UN Projection: Atiku Ridicules Tinubu’s ‘Renewed Hope’ As Renewed Hunger, Inflation, insecurity, Despair - The Top Society

UN Projection: Atiku Ridicules Tinubu’s ‘Renewed Hope’ As Renewed Hunger, Inflation, insecurity, Despair

Ugonnabo Ngwu

On the basis of the latest warning by the United Nations (UN) that nearly 35 million Nigerians could face acute hunger between June and August 2026, former Vice President Atiku Abubakar has accused President Bola Tinubu of turning Nigeria from “Africa’s giant into a hunger hotspot”.

This was as he accused the Tinubu administration of turning its “Renewed Hope” agenda into “renewed hunger, renewed inflation, renewed insecurity, and renewed despair.” He stated this in a statement issued by his Senior Special Assistant on Public Communication, Phrank Shaibu, on Tuesday, shortly after participating in the African Democratic Congress (ADC) presidential primaries in Yola, Adamawa State.

Atiku said the grim projection by the UN should “shake the conscience of the nation”, stressing that no responsible government should preside over such widespread suffering while still talking about making progress.

“This is not just another alarming statistic to be debated on television panels and forgotten by the next news cycle. This is a human tragedy of terrifying proportions.

“Thirty-five million Nigerians. That is more than the population of many African countries.

“That is tens of millions of citizens — mothers rationing food in silence, fathers crushed by the humiliation of empty pockets, children going to bed hungry, young people losing hope, and vulnerable households slipping daily from poverty into desperation.”

He noted that the crisis was not caused by war, drought, or any natural disaster, but by what he described as “economic illiteracy, policy recklessness, and leadership failure” on the part of President Tinubu.

The former Vice President said the abrupt removal of fuel subsidy without adequate social protection measures triggered one of the worst cost-of-living crises in recent history.

“The abrupt and poorly sequenced removal of fuel subsidy without credible social buffers triggered the worst cost-of-living crisis in recent memory. Transport fares exploded overnight. Food distribution costs surged.

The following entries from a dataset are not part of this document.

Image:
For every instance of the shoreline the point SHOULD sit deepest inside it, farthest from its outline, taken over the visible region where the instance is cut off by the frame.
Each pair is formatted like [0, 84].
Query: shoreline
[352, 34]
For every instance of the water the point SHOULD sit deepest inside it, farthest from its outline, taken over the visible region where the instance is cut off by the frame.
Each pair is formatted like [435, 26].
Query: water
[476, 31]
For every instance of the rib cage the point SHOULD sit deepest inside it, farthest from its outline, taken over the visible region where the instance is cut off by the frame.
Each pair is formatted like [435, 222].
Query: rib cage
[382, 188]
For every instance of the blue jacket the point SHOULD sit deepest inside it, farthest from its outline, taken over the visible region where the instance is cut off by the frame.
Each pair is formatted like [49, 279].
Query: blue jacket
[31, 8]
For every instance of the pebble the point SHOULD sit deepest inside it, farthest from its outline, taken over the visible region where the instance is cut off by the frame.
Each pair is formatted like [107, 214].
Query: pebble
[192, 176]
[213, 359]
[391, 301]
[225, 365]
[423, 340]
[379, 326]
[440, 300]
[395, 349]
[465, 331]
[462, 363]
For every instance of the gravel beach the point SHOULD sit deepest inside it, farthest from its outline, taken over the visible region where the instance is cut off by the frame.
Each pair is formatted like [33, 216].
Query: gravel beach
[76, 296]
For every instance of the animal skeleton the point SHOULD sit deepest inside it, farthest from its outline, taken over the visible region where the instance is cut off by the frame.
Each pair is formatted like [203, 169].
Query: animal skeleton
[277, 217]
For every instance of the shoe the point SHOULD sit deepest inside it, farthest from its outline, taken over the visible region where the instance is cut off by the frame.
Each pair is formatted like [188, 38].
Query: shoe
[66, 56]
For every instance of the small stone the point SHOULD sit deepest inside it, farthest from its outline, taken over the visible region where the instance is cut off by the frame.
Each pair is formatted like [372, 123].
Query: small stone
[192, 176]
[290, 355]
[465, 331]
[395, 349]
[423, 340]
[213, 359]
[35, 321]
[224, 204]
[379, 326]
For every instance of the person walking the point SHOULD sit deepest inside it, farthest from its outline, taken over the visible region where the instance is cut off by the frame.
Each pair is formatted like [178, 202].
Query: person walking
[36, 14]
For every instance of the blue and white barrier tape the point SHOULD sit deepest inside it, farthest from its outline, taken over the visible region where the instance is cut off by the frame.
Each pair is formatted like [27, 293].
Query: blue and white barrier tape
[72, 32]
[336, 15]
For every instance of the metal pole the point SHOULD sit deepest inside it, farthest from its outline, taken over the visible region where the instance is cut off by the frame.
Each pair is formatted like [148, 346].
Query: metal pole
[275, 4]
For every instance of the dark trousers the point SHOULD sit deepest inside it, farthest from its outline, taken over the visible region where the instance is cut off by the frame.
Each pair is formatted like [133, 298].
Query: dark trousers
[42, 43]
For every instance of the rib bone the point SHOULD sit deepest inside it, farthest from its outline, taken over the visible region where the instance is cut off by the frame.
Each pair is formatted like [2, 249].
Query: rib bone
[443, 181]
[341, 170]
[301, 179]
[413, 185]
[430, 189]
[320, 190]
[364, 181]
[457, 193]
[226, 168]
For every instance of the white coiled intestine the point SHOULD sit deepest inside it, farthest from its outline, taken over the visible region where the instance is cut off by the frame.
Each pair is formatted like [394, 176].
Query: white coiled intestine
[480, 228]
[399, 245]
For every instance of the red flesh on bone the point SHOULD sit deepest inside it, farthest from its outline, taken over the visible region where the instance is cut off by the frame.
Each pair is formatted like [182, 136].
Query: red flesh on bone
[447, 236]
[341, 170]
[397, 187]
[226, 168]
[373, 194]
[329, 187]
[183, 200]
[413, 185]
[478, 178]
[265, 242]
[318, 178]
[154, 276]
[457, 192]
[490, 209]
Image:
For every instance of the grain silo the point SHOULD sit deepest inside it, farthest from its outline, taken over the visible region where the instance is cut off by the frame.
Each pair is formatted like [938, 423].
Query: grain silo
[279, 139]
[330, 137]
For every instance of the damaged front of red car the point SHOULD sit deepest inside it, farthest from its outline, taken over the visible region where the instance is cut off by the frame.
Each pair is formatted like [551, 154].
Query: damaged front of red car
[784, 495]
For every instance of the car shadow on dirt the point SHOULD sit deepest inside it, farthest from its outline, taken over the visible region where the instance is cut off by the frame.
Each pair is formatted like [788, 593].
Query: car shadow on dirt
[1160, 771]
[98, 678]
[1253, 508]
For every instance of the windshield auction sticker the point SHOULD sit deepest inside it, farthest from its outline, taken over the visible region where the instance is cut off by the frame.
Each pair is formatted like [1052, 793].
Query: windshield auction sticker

Basic goods became luxuries,” he said.

He also faulted the government’s handling of foreign exchange policies, saying the naira’s depreciation had wiped out purchasing power, inflated import costs, crippled manufacturers, and weakened small businesses.

The former vice president lamented rising food inflation, noting that staple foods such as rice, garri, beans, yam, and bread had become unaffordable for ordinary Nigerians.

He further linked the worsening food crisis to insecurity across farming communities in states including Benue, Plateau, Kaduna, Zamfara, Niger, Katsina, Sokoto, and Borno.

“How can a nation feed itself when farmers cannot safely access their farms?” he asked.

“For years now, farmers across Benue, Plateau, Kaduna, Zamfara, Niger, Katsina, Sokoto, Borno, and other agrarian belts have been trapped between banditry, terrorism, mass abductions, violent land invasions, and state helplessness.

“You cannot talk about food security while abandoning the people who produce food.”

Atiku also criticised what he described as the government’s “reckless borrowing addiction”, extravagant public spending, weak social protection systems, declining investor confidence, and collapsing productive capacity.

“The tragedy is even more painful because Nigeria should be one of the easiest countries in the world to feed.

“We have the land. We have the climate. We have the manpower. We have the entrepreneurial energy.

“What we clearly do not have at the moment is competent leadership,” he said.

He warned that hunger could worsen insecurity and social instability across the country.

“Hunger is not an abstraction. Hunger fuels crime. Hunger deepens insecurity. Hunger destroys productivity. Hunger fractures families. Hunger destabilises nations.

“No serious government should need the United Nations to tell it that its citizens are starving.”

The former vice president called on the Federal Government to immediately declare a food security emergency and implement urgent measures to support farmers and vulnerable households.

According to him, such measures should include subsidised agricultural inputs, improved access to credit, protection of farming corridors, strategic food reserve deployment, price stabilisation mechanisms, emergency household support, and a production-driven economic recovery plan.

“Nigeria cannot continue governing hunger with speeches.

“No amount of propaganda can fill an empty stomach.

“No amount of political spin can disguise the suffering in our markets, homes, transport parks, farms, and streets.

“A hungry nation is an angry nation. And no government should toy with that reality.”

Atiku added that the worsening humanitarian and economic situation underscores the urgent need for “experienced, disciplined, compassionate, and competent leadership” capable of rescuing Nigeria from what he described as “one of the gravest governance failures in the nation’s democratic history.”